At least that’s what a new book implies. The book by Amy Sutherland, is titled “What Shamu Taught Me about Life, Love and Marriage”. A recent article on Newsweek.com had this to say about it;
Attention, frustrated wives: if you want your husband to start listening to you and stop leaving his socks on the floor, all you need is a little patience and a lot of mackerel. Such is the putative relationship advice of Amy Sutherland, a journalist who spent a year at an animal-trainer school and decided to apply the trainers’ techniques to her husband’s annoying habits. According to Sutherland, the key to marital bliss is to ignore negative habits and reward positive ones, the same approach animal trainers use to get killer whales to leap from their tanks and elephants to stand on their heads.
Sutherland says she practiced the “Least Reinforcing Scenario” with her husband when he fell back into his everyday habit of stomping around when he couldn’t find his keys. Basically, the least reinforcing scenario employs planned ignoring, meaning in this case she didn’t offer her help to find the keys. She also admits to putting out snacks at the other end of the kitchen in order to keep her husband from “hovering” around while she is cooking, a technique she refers to as “incompatible behaviors”.

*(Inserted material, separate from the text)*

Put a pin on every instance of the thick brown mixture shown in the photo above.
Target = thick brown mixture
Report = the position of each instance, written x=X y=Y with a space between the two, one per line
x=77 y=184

While Sutherland believes that the techniques can work for those little annoyances in a marriage, she also said that she’s doubtful these methods will work with serious marital problems such as “lack of communication or sexual incompatibility”.
I’m pretty sure most women have a good grasp of some of these techniques, we just don’t refer to them as animal training methods. However, if you want to brush-up, you can pick up a copy here. Just don’t let you man find it, lest the ‘fur may fly’.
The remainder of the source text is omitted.